In Nevada’s luxury market, which provides a more affordable alternative to other, pricier coastal luxury markets, Gianni Sammarco of Las Vegas-based huntington & ellis told Inman that luxury buyer-transplants have been leading many all-cash transactions in the state.
“Most of the time when you get into the bracket of the high-end market, [most clients] are cash buyers,” Sammarco said. “They’ve sold their home in California, and Las Vegas still looks like a bargain compared to those major metropolitan cities like New York, Seattle, San Francisco, San Diego, Los Angeles, all those big cities.”
As prices rose, the number of new luxury listings also skyrocketed, Redfin reported, with luxury homeowners ready to cash out on bigger sales profits while not being restricted by mortgage rates. New luxury listings rose 19.7 percent year over year during Q4 2023, marking the largest increase in new listings in more than two years. By contrast, new listings of non-luxury properties fell about 3 percent year over year, which was the smallest decline in new listings in the last year-and-a-half.

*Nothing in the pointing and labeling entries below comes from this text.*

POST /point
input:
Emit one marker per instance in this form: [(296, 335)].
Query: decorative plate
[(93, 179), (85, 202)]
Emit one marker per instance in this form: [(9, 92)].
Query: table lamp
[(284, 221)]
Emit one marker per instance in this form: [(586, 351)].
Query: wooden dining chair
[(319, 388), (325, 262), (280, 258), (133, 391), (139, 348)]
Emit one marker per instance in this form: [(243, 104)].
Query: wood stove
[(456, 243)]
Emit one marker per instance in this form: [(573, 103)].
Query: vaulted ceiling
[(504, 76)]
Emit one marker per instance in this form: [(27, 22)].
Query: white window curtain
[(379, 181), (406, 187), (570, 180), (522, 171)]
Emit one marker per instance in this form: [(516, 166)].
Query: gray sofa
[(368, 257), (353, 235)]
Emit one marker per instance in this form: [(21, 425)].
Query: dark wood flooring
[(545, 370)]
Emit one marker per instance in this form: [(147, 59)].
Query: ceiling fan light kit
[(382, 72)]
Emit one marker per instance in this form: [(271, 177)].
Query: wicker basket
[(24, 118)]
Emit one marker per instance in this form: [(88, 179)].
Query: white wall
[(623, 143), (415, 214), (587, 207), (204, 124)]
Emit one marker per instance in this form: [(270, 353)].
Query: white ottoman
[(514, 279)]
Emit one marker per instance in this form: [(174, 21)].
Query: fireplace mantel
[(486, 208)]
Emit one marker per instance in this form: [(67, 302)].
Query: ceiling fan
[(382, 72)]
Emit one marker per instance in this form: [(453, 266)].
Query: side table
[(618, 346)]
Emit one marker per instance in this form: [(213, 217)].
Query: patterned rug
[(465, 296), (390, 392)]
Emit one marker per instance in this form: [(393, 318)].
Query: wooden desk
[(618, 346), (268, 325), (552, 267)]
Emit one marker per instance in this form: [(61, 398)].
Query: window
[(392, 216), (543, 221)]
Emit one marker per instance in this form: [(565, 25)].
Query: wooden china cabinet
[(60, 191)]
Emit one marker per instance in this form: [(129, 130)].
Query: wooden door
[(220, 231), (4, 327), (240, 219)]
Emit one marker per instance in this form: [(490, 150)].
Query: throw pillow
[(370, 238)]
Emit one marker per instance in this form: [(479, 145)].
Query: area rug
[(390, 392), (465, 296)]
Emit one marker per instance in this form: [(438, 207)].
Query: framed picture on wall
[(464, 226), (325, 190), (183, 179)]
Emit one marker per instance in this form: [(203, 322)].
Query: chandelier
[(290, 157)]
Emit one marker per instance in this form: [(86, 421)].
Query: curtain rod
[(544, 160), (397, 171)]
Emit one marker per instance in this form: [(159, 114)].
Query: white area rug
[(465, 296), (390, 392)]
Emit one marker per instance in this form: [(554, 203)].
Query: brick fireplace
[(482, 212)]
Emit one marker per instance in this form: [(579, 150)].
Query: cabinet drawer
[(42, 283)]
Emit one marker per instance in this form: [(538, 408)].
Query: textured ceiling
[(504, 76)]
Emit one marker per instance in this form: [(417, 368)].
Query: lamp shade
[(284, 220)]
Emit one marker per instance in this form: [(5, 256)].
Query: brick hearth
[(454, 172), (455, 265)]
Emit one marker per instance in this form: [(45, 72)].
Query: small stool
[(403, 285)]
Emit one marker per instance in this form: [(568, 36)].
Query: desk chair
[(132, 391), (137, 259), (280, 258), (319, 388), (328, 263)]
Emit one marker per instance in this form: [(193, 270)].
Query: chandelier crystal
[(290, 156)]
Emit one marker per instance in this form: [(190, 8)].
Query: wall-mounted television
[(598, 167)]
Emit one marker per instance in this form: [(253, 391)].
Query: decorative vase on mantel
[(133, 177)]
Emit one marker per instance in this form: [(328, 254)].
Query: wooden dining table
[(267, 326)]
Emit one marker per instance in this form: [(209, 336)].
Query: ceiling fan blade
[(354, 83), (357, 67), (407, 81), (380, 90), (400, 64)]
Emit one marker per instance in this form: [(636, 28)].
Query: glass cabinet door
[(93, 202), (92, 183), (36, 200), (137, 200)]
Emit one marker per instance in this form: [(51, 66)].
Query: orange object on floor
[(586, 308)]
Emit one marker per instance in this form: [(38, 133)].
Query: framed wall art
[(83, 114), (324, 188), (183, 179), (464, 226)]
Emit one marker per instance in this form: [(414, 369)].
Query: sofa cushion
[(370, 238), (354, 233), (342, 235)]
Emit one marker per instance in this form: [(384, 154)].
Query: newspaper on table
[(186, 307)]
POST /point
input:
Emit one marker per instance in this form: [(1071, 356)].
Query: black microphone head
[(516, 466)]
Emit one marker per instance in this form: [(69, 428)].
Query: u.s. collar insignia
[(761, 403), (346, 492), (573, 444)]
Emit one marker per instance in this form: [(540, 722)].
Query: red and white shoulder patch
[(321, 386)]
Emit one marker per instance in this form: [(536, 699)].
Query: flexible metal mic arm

Even with that growth in new listings, total luxury inventory is still below typical fourth-quarter levels, Redfin noted. Still, overall luxury inventory is projected to continue increasing in 2024 as more luxury homeowners seek out those larger home sale profits.
“More luxury listings will temper price growth as the year goes on,” Redfin Senior Economist Sheharyar Bokhari said in a statement. “Overall, that’s a good thing for the high-end market: Sellers will still fetch fair prices, buyers will have more to choose from and sales should tick up.”
New luxury listings on the market also contributed to a smaller decline in sales from recent years — sales of luxury properties decreased by just 1.7 percent year over year during Q4 2023, the smallest drop in sales since mid-2021.
Sammarco told Inman that Nevada’s luxury market as a whole continues to be a haven for out-of-state buyers looking for a more tax-friendly investment. According to Redfin’s report, Las Vegas saw a nearly 34 percent increase in luxury sales year over year during the fourth quarter.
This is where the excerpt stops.